STA242/ENV255

Agenda for Lab, Wednesday 2/25/03



By now you should have read Chapter 9 of Sleuth. We will focus our discussion today on Case Study 9.1.1, the Meadowfoam Flowering Example (p. 236). As you review for lab, please focus on the Case Study as well as Section 9.3.

All students should be able to get through at least 1 and 2 by the end of the lab if they are prepared. Some of you will be able to go through all items during the lab.


How do you define an indicator, or "dummy", variable? How is it different from a continuous variable?

Recall the nematode data (Y=growth of plant, X=number of nematodes, in thousands). We modeled the relationship between Y and X in two ways, using ANOVA and using linear regression. Now let's consider only 2 levels of a nematode treatment: 0 and 10000 nematodes. Here is a plot of the two fitted models when we consider only 2 nematode groups.

What is the difference between the fitted values of growth in the two analyses? No difference in this two sample case. In the regression in the second plot, yhat equals beta0 when we have 0 nematodes, and yhat equals beta0 plus 10*beta1 when we have 10000 nematodes. This is the same as fitting two means, one to 0 nematodes and one to 10000 nematodes.

Similarly, I could code the 0 nematode group as "0", and the 10000 nematode group as "1". Under the regression of Y on CODE, I would get that yhat equals beta0 when we have 0 nematodes, and yhat equals beta0 plus beta1 when we have 10000 nematodes. Of course, the value of beta1 would be different (10 times the value of b1 above) in this setting, but I would get the same final answer as above.

So in this simple example, we see that treating nematodes as a 0-1 variable in regression only has an additive effect on the intercept when CODE=1.

Now move on to the Meadowfoam Data. Variables are:

Recode the Timing variable so that Late=0 and Early=1. You can do this by hand, or look at the functions under "Data".

  1. The following should be a review, so focus on (a), (b) and (d). Do others only if time at the end.
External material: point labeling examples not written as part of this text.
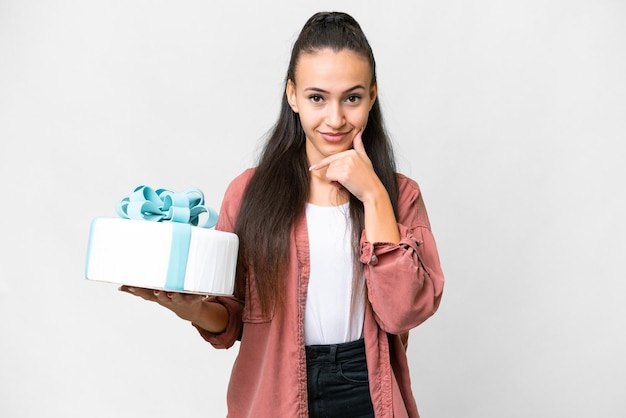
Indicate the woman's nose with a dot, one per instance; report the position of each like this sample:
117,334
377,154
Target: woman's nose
335,117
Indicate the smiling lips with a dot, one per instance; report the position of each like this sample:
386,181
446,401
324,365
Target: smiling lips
334,136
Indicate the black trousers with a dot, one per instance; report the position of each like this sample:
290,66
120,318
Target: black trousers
337,381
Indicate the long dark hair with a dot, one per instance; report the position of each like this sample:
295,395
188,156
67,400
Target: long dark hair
278,190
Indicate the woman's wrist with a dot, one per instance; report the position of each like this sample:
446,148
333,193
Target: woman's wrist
212,317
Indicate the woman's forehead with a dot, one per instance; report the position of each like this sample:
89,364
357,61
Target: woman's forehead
332,68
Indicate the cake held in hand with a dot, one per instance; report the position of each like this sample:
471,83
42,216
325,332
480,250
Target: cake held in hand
159,242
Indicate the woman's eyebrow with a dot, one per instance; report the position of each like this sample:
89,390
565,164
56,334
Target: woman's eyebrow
319,90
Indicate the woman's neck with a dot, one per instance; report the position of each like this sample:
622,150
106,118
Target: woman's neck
323,193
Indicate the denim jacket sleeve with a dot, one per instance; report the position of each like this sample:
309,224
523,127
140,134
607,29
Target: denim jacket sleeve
404,281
    1. Regress flowers on intensity.
    2. Produce a coded scatterplot with regression line superimposed. Compare your plot to the plot at the bottom of Display 9.8, "Equal lines model".
    3. Check the residuals (qqnorm, residuals versus fitted) to ensure that regression assumptions are met.
    4. Interpret the slope. Note that this model implies that the same relationship between intensity and flowers holds for both timing levels.
    5. Increasing light intensity has what effect on the mean number of flowers per plant? Give a CI.
    6. Use the centering trick to investigate the mean number of flowers at a light intensity of 500, by fitting the model: flowers~I(intensity-500).

  2. New material.

    1. Now regress flowers on intensity and timing. (Click qqnorm plot option, residuals vs. fitted option.)
    2. What is the slope for the "at PFI" group?
    3. What is the slope for the "before PFI" group?
    4. What about intercepts for "at PFI" and "before PFI"?
    5. Use your regression output to give the regression equation for the "at PFI" group and for the "before PFI" group.
    6. Produce a coded scatterplot with regression lines superimposed.
    7. Compare your plot to the plot at the middle of Display 9.8, "Parallel lines model".
    8. Check the residuals (qqnorm, residuals versus fitted).
    9. Note that this model implies that the effect of "timing" is to shift the regression line for the "Before PFI" group up by a fixed amount. What is this amount? How would you get a confidence interval for this amount? Is the shift statistically significant (test of the coefficient for timing)? That is, is the parallel lines model preferable to the equal lines model?
    10. Looking at the F-statistic and p-value at the bottom of the "Parameter Estimates" output, what are the null and alternative hypotheses?
    11. Use the centering trick to investigate the mean number of flowers at a light intensity of 500, by fitting the model: flowers~I(intensity-500)+timing. Note that the value will depend on the level of the timing variable.

  3. New material.

    1. Now fit this regression model: flowers~intensity*timing. Note that this notation is equivalent to fitting the model: flowers~intensity+timing+intensity:timing This model assumes that the effect of light intensity on the number of flowers depends on whether the plant is "at PFI" or "before PFI". That is, this model assumes that there is an interaction between intensity and timing.
    2. Read Section 9.3.4. Use your regression output to give the regression equation for the "at PFI" group and for the "before PFI" group. Note that the 2 regression lines will differ by both slope and intercept; that is, the linear relationships between flowers and intensity differ according to timing.
    3. Produce a coded scatterplot with regression lines superimposed.
    4. Compare your plot to the plot at the top of Display 9.8, "Separate lines model".
    5. Test the significance of the interaction term to determine if the parallel line or separate lines model is more appropriate.